Os resultados revelaram que, em comparação com a população em geral, as pessoas com esclerose múltipla apresentaram um aumento constante no engajamento em serviços de saúde ao longo de 15 anos, com diferentes tipos de consultas médicas aumentando em momentos distintos:

• 15 anos antes do início dos sintomas: As consultas com clínicos gerais aumentaram, assim como as consultas com qualquer médico para sintomas como fadiga, dor, tontura e problemas de saúde mental, incluindo ansiedade e depressão.

• 12 anos antes: As consultas com psiquiatras aumentaram.

• Oito a nove anos antes: As consultas com neurologistas e oftalmologistas aumentaram, o que pode estar relacionado a problemas como visão turva ou dor nos olhos.

• Três a cinco anos antes: As consultas com médicos de emergência e radiologia aumentaram.

• Um ano antes: As consultas com médicos de diversas especialidades atingiram o pico, incluindo neurologia, medicina de emergência e radiologia.

“Esses padrões sugerem que a esclerose múltipla tem uma fase prodrômica longa e complexa — em que algo está acontecendo sob a superfície, mas ainda não se declarou como EM”, explica Marta Ruiz-Algueró, pesquisadora de pós-doutorado na UBC e primeira autora do estudo. “Só agora estamos começando a entender quais são esses sinais de alerta precoce, com problemas relacionados à saúde mental parecendo estar entre os primeiros indicadores.”

O estudo baseia-se em trabalhos anteriores da Tremlett e sua equipe para caracterizar os estágios iniciais da esclerose múltipla, ou fase prodrômica, quando sintomas sutis aparecem antes que os sinais característicos se tornem reconhecíveis.

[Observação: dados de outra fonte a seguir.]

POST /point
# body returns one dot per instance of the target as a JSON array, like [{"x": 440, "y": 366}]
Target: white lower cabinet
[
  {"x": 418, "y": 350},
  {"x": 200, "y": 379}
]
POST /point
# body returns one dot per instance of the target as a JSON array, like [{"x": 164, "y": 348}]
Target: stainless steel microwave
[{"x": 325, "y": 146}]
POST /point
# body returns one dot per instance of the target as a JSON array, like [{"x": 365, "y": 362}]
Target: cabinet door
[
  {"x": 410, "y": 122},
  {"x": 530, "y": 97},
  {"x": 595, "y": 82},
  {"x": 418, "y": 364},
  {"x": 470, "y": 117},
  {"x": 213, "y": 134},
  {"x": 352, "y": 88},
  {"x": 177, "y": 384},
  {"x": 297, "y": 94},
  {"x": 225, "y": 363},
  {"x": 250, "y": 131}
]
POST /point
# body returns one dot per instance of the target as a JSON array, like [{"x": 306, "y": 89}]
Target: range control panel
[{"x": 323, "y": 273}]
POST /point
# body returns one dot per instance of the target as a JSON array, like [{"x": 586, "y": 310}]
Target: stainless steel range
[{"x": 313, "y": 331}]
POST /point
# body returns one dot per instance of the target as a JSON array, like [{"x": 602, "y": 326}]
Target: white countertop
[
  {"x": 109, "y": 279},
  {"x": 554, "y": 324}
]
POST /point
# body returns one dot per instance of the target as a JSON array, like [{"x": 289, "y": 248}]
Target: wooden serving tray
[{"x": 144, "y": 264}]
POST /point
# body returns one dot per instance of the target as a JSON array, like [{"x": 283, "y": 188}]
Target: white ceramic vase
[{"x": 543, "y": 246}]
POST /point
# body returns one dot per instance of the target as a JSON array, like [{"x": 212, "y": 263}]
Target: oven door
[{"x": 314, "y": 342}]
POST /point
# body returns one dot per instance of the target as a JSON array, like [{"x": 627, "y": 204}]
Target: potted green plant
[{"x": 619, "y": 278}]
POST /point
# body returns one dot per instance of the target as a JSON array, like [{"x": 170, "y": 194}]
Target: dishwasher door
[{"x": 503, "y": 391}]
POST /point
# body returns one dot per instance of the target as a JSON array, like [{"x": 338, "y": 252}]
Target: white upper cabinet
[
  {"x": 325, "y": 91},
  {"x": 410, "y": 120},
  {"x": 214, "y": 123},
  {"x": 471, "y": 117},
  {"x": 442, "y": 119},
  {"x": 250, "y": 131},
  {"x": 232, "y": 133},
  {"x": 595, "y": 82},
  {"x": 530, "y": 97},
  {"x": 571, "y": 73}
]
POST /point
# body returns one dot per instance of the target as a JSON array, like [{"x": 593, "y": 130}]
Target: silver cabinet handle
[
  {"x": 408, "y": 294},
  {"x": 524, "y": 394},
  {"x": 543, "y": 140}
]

Os períodos prodrômicos estão bem estabelecidos em outros distúrbios neurológicos, como a doença de Parkinson, em que alterações de humor, distúrbios do sono e constipação frequentemente surgem anos antes dos sintomas motores mais familiares, como tremores e rigidez.

Embora os pesquisadores alertem que a grande maioria das pessoas que apresentam sintomas gerais não desenvolverá a condição, eles afirmam que reconhecer e caracterizar o pródromo da esclerose pode, um dia, ajudar a acelerar o diagnóstico e melhorar os resultados para os pacientes.

“Ao identificar esses sinais de alerta precocemente, poderemos intervir mais cedo — seja por meio de monitoramento, apoio ou estratégias preventivas”, ressalta Tremlett. “Isso abre novos caminhos para a pesquisa de biomarcadores precoces, fatores de estilo de vida e outros gatilhos potenciais que podem estar em jogo durante essa fase da doença, até então negligenciada.”